Trinidad Chicken Stew
- * 1 (4 pound) whole chicken, cut into pieces
- * 3 tablespoons finely chopped green onion
- * 3 tablespoons chopped fresh cilantro
- * 1 teaspoon minced garlic
- * 1 teaspoon chopped onion
- * 1 teaspoon salt
- * 1/2 teaspoon ground black pepper
- * 1 tablespoon vegetable oil
- * 1/4 cup brown sugar
- * 1 cup water
- * 1/2 cup canned coconut milk (optional)
- * 1 teaspoon red pepper flakes (optional)
- * 2 tablespoons ketchup
- * 1 tablespoon butter
- 1. Place chicken on a plate.
- Sprinkle the green onion, cilantro, garlic, onion, salt and pepper over it.
- Cover, and marinate for 30 minutes.
- 2. Heat the vegetable oil in a deep pot over medium heat.
- Stir in the sugar, and cook until the sugar has melted into a nice golden brown syrup. Add the chicken pieces, and brown quickly while turning continuously.
- Cover the pot, and let it cook for 2 minutes.
- 3. Pour in 1 cup of water, coconut milk and pepper flakes.
- Replace the lid, and cook over medium heat for 10 minutes.
- Stir in the ketchup and butter. Continue cooking until chicken is fork tender, 20 to 30 minutes.

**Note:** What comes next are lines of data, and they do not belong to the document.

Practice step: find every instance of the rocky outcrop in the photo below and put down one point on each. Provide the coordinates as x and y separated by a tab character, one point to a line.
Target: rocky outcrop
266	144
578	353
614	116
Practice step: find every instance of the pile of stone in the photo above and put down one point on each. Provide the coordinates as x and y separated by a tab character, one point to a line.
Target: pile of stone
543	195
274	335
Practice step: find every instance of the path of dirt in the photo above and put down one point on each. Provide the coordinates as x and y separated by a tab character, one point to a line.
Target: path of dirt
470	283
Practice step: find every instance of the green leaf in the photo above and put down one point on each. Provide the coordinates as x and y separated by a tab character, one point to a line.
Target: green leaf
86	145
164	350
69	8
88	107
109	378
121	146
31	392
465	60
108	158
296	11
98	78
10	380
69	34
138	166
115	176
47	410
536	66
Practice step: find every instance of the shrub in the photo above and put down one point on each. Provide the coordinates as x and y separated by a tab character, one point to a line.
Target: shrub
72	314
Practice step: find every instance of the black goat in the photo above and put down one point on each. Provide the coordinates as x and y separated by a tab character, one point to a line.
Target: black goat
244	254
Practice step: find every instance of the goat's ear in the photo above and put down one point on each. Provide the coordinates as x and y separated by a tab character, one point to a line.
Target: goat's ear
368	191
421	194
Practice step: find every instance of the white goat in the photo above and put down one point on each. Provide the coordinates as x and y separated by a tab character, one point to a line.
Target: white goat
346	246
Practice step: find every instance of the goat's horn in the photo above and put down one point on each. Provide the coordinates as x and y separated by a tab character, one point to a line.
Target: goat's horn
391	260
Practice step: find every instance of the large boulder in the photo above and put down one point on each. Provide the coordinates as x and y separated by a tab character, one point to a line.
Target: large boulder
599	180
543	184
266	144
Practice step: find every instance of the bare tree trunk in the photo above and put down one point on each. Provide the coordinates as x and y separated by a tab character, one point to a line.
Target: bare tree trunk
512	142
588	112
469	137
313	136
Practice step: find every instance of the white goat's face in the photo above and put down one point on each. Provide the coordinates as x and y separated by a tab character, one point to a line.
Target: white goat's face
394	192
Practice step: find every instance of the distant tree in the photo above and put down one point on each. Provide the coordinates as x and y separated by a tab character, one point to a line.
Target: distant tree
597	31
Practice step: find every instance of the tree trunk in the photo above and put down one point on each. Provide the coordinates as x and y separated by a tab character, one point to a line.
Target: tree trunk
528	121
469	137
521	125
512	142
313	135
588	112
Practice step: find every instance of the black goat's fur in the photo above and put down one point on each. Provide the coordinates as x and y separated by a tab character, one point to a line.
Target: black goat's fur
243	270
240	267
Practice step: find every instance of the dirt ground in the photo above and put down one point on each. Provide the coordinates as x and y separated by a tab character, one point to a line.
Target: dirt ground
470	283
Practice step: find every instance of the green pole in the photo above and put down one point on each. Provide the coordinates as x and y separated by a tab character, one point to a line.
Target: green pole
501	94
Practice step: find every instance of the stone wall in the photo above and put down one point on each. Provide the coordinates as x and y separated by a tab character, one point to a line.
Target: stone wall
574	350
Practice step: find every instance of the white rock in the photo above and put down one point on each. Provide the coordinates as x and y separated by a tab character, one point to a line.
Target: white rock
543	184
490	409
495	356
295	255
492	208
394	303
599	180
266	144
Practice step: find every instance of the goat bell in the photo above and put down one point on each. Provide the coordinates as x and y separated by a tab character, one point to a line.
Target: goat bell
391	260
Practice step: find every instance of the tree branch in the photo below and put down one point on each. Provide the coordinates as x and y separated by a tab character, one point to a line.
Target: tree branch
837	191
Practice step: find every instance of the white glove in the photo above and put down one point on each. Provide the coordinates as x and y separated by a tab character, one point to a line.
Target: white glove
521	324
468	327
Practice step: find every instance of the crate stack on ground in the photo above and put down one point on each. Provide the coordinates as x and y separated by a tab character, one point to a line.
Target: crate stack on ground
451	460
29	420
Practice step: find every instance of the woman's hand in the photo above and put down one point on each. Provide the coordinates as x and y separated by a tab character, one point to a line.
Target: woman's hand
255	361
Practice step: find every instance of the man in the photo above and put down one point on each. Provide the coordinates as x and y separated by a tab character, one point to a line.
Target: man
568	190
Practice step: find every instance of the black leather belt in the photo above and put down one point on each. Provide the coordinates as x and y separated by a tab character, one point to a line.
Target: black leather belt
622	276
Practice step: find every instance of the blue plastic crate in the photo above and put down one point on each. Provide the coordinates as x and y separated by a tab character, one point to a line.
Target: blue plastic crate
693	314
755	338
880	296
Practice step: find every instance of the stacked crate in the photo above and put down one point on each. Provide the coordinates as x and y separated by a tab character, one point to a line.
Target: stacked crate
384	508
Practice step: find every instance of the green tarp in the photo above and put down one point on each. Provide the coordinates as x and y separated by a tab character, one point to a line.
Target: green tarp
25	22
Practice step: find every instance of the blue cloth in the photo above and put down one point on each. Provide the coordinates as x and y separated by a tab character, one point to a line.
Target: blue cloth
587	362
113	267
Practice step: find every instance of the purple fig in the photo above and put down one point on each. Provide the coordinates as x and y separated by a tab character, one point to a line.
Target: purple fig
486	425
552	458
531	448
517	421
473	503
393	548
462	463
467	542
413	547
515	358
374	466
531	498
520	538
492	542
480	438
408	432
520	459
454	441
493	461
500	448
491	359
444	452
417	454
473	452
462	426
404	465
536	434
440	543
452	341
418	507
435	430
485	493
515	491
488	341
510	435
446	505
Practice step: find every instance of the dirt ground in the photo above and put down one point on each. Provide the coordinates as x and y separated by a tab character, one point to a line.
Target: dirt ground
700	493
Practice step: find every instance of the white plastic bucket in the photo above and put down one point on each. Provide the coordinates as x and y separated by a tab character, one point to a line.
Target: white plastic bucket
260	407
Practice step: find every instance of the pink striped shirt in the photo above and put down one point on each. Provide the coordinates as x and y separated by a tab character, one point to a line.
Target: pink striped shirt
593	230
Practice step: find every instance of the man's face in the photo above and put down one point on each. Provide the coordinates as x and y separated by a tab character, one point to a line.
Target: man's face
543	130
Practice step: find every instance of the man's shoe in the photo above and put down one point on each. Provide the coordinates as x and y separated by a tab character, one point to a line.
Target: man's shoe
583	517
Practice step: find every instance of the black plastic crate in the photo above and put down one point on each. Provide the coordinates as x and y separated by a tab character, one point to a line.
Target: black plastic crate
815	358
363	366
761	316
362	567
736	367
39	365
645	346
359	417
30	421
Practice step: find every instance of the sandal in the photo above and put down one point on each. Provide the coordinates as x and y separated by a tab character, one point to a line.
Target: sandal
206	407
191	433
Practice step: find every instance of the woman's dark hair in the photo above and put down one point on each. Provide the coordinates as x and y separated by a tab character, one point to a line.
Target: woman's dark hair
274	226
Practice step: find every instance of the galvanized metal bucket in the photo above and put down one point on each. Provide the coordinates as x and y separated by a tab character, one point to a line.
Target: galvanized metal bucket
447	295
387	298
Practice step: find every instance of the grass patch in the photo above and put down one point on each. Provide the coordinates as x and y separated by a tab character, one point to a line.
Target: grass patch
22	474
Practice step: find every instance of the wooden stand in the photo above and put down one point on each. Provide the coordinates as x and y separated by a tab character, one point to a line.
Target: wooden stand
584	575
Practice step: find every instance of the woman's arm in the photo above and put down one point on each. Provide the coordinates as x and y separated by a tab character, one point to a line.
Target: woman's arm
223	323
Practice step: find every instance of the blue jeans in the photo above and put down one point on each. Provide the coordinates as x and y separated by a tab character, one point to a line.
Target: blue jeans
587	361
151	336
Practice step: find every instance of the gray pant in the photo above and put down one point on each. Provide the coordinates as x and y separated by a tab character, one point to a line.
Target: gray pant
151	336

Taste and season with additional salt and pepper if needed. Serve chicken with the sauce in the pot as a gravy.
All the ingredients incorporated really well together making this a very flavorful dish. Found this recipe on allrecipes.com. I made a couple of changes; added some lime zest and lime juice to the chicken marinate. The lime juice adds some tanginess to the dish. We served it with coconut rice.